A little background: Irony and Agony (the album the song in question is on) came out in 2008; The Stand was originally published in 1978 (a year before I was born for those not paying attention to the subtitle of this website) and I first read it sometime in the early 1990s.

So why, exactly, are these two things joined at the hip in the recesses of my mind? Well, in the year 2008 I had purchased what was then the latest Alkaline Trio album and was listening to it on my daily commute. As I've been known to do, I would also read at the same time. Some might say that that would be counterproductive and would split my concentration. To these people, I would politely ask that they not pretend to understand the means I use to survive my (week)daily trek to and from my place of work.

...but back to the topic at hand. I'm also the type of person who will re-read favourite books multiple times. I had just gotten though one such cycle of re-reading and there didn't happen to be any new books on my radar at the time. So I culled my ebook collection and I stumbled upon this forgotten gem. Since it had been somewhere around fifteen years since I had read it, my aforementioned split focus leaned heavily towards the book and not the new album in my ears. 

I also go through phases where I listen to entire albums as opposed to having an endless shuffled playlist; sometimes I'll even listen to one album for a period of time.

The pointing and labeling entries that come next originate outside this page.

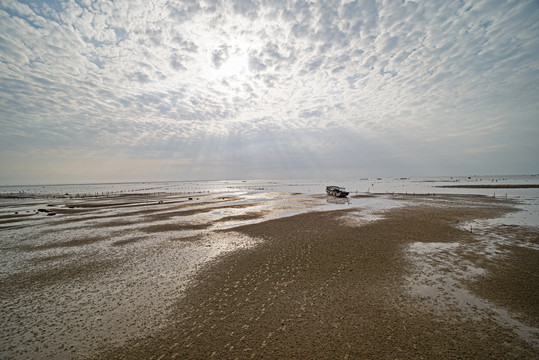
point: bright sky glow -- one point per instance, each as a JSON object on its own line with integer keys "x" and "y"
{"x": 94, "y": 91}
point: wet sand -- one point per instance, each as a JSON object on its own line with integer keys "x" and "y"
{"x": 319, "y": 286}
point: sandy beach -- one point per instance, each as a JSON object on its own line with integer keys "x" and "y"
{"x": 241, "y": 276}
{"x": 319, "y": 286}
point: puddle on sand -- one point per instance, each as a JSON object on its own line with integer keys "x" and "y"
{"x": 437, "y": 278}
{"x": 76, "y": 316}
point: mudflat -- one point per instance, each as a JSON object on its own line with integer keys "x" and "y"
{"x": 321, "y": 286}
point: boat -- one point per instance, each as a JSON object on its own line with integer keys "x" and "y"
{"x": 336, "y": 191}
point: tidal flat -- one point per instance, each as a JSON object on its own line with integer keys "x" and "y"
{"x": 268, "y": 275}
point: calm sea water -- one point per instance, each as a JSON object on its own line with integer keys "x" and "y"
{"x": 100, "y": 276}
{"x": 420, "y": 185}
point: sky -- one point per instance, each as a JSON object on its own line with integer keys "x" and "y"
{"x": 112, "y": 91}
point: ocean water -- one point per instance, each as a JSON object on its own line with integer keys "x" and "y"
{"x": 108, "y": 267}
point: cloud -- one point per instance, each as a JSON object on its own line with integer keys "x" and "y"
{"x": 127, "y": 75}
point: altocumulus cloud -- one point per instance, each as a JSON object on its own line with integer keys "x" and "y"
{"x": 136, "y": 90}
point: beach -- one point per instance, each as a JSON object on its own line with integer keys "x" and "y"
{"x": 424, "y": 276}
{"x": 318, "y": 289}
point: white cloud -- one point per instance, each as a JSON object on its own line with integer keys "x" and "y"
{"x": 137, "y": 78}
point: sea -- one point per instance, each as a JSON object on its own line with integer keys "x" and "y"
{"x": 89, "y": 266}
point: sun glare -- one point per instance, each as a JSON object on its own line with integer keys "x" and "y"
{"x": 235, "y": 66}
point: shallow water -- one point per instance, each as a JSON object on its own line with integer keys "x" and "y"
{"x": 107, "y": 268}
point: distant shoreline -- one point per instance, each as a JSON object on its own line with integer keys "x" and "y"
{"x": 497, "y": 186}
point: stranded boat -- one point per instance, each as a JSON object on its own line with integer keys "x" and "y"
{"x": 336, "y": 191}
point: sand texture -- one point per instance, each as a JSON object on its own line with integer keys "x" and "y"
{"x": 415, "y": 284}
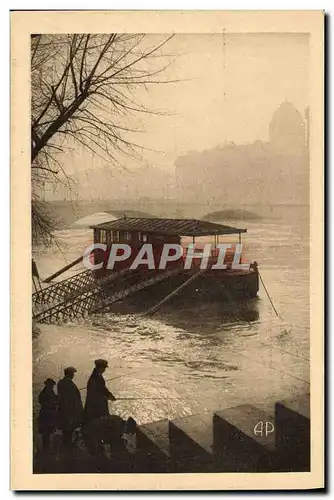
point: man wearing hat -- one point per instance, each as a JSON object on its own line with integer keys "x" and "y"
{"x": 70, "y": 405}
{"x": 97, "y": 393}
{"x": 47, "y": 418}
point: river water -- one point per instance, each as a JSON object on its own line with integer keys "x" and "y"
{"x": 195, "y": 357}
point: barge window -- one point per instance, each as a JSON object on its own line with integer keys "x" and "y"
{"x": 115, "y": 236}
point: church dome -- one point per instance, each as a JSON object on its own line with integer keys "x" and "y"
{"x": 287, "y": 129}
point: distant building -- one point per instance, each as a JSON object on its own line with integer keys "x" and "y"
{"x": 287, "y": 132}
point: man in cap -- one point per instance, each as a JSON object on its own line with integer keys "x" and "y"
{"x": 97, "y": 393}
{"x": 47, "y": 419}
{"x": 70, "y": 405}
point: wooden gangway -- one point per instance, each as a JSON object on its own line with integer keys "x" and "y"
{"x": 84, "y": 294}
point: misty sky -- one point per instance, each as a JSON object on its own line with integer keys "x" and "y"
{"x": 231, "y": 86}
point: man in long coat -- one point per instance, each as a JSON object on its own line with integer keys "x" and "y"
{"x": 70, "y": 405}
{"x": 97, "y": 393}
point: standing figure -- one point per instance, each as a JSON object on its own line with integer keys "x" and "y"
{"x": 97, "y": 393}
{"x": 48, "y": 413}
{"x": 70, "y": 405}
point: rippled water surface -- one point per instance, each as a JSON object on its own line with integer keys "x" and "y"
{"x": 200, "y": 356}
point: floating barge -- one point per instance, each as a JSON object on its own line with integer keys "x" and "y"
{"x": 226, "y": 283}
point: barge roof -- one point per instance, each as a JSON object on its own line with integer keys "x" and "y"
{"x": 180, "y": 227}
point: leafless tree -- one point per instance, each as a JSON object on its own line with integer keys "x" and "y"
{"x": 83, "y": 91}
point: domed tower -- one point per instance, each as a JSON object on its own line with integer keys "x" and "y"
{"x": 287, "y": 132}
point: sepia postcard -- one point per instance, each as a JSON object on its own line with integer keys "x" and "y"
{"x": 167, "y": 250}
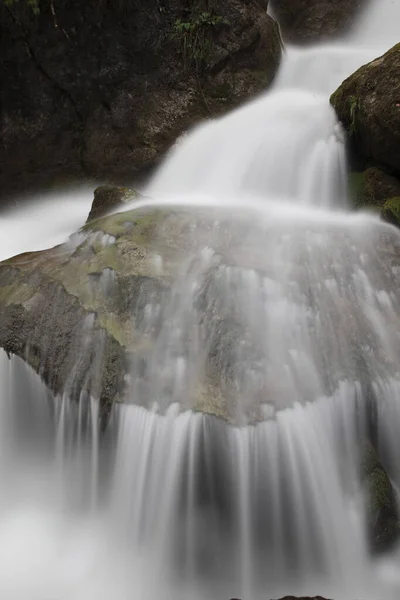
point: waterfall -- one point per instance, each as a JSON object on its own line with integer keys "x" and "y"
{"x": 294, "y": 326}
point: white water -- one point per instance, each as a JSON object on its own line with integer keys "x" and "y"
{"x": 189, "y": 506}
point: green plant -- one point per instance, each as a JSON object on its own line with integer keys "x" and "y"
{"x": 354, "y": 105}
{"x": 194, "y": 37}
{"x": 34, "y": 5}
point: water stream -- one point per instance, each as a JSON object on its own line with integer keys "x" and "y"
{"x": 174, "y": 503}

Thus, the perfect storm was born. While this album seeped its way into my subconscious, I got reacquainted with and old (inanimate) friend. Unbeknownst to me, my mind was already creating links between the two; plot points and lyrics, melodies and emotions. It wasn't until months later, when I heard one of the songs again, did I realize that it reminded me instantly of one section of the book that I thought I had forgotten. I could now tell you exactly how this makes sense; how there actually themes that intersect between the two. Whether I'm right or full of shit doesn't matter. My brain was working on rationalizing this connection well before I was consciously aware of it.

Now, I realize that none of this is unique or particularly noteworthy in and of itself. What struck me as particularly noteworthy how this relates to the human connections that we make.

It might seem natural that when you meet someone and you can connect over a cartoon you saw when you were young because "that's what everybody watched when they were seven." But that's not necessarily so. There are so many people and so many things that we could all be doing at the same time that it is truly remarkable to meet someone who had the exact same experience with something, or if you're really lucky, many of the same things.

There is so much out there for us to consume that we can't all expect to take it all in as soon as it becomes available. There are movies, music and books (among other types of art and entertainment) that I have just been introduced to that have been around for years, not to mention what's out there that has been available longer than I've been alive.

For me to connect with one of my best friends over Welcome Back, Kotter in 2006 is really quite incredible if you think about it. We're close to the same age, but there are still a handful of years separating us, and this particular show was off the air before either of us were born. Sure, the show and quotes from it are in the zeitgeist, but I couldn't tell you how many references I use every day that are met with blank stares.

So, in the spirit of looking on the bright side of life (one example of a reference that people I know don't always know exactly where it comes from *cough*Python*cough), just take a look at your significant other--or one of your close friends--and reflect on some of the things you have in common and just how amazing it is that you were actually able to meet this person who shares a weird connection with a thing that someone you never met created for people that they will never know.

Sometimes I even surprise myself with how disgustingly optimistic I can be... and how I don't hate it.